民医連新聞

2008年4月21日

民医連 つなげよう伝えよう 看護 (4) 福井民医連 全職員でとりくむ 高校生一日医療体験で

 当県連の「高校生一日医療体験」は二つの活動が結びつき、根づいてきました。一つは民医連の医療や看護を早い時期に知らせる後継者確保のとりくみ。もう一つは、高校生に将来を考えるための身近な体験の場を提供することです。
 看護師体験は一番早く、一九八八年から始めました。一〇年前から医師や理学療法士、薬剤師など、事務をのぞく多職種の一日体験を実施しています。今は医 療に興味を持つ高校生なら、どの職種を希望する人も参加できる「一日医療体験」を企画しています。
 多職種を体験できることが注目され、高校からの紹介も増えています。参加して興味をもち、チャレンジする高校生もいます。

民医連を選択してもらう

 「一日医療体験」と合わせて、必ず医療制度や医療問題などを考えてもらう企画をしています。今なら、後期高齢者医療制度、医師・看護師不足などをテーマに、事例を示し、私たちの医療や看護の理念も伝え、制度改善や看護充実の署名活動も紹介します。
 看護師体験では、一人の看護師が学生一~二人を担当します。
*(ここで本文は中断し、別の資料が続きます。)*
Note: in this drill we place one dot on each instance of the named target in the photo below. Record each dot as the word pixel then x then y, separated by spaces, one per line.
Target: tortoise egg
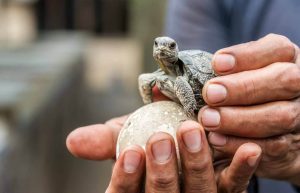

若くてもベテランであっても、自分の感性で思いを率直に伝えます。その後の交流会には、当日担当した看護師が出ます。
 さまざまな看護師が看護をめざした理由や思いを話すので、学生から「何回参加しても新鮮」と好評です。看護師はその日のうちに、担当した学生へ「がんばれメッセージハガキ」を送ります。

300~400人受け入れ

 毎年、春・夏・冬の休み二週間を利用する一日体験。二〇〇六年の春・夏は計三四〇人(看護師一 四九人)、〇七年は四二二人(看護師は一六九人)を受け入れました。どの職場も学生のフレッシュな笑顔と活気があり、患者さんからも「ぜひ看護師になっ て。がんばって」「ここに来てね」などエールが送られます。
 とくに看護師をめざす高校生はリピーターが多く、体験を重ねる中で民医連の奨学生になり、入職します。現在つながりのある学生は一〇〇%高校生からです。六~七年間、地道につきあいます。
 このことは職場にも影響しています。看護学生活動の意義が職場に理解され、活動参加や学生の受け入れが定着しました。
 また、「辞める人を絶対出さない」新卒教育・職場の風土づくりが意識されるようになりました。
 これらの活動をすすめる上で、看護学生委員会の役割は重要です。月二回定期で開催し、意思統一をはかっています。

奨学生確保がカギ

 看護師だけではなく、医師体験から三人の奨学生が生まれました。医師も看護師も「奨学生決意が確保の鍵」。このことが全職員の共通認識になってきました。
 高校生に話すことは、自らの医療や福祉への想いを再確認し、確信を深める機会にもなります。年ごとに参加の申し込みが増えています。感想文集を一人ひとりに贈るので、教師や家族の助言、口コミ効果もあると思います。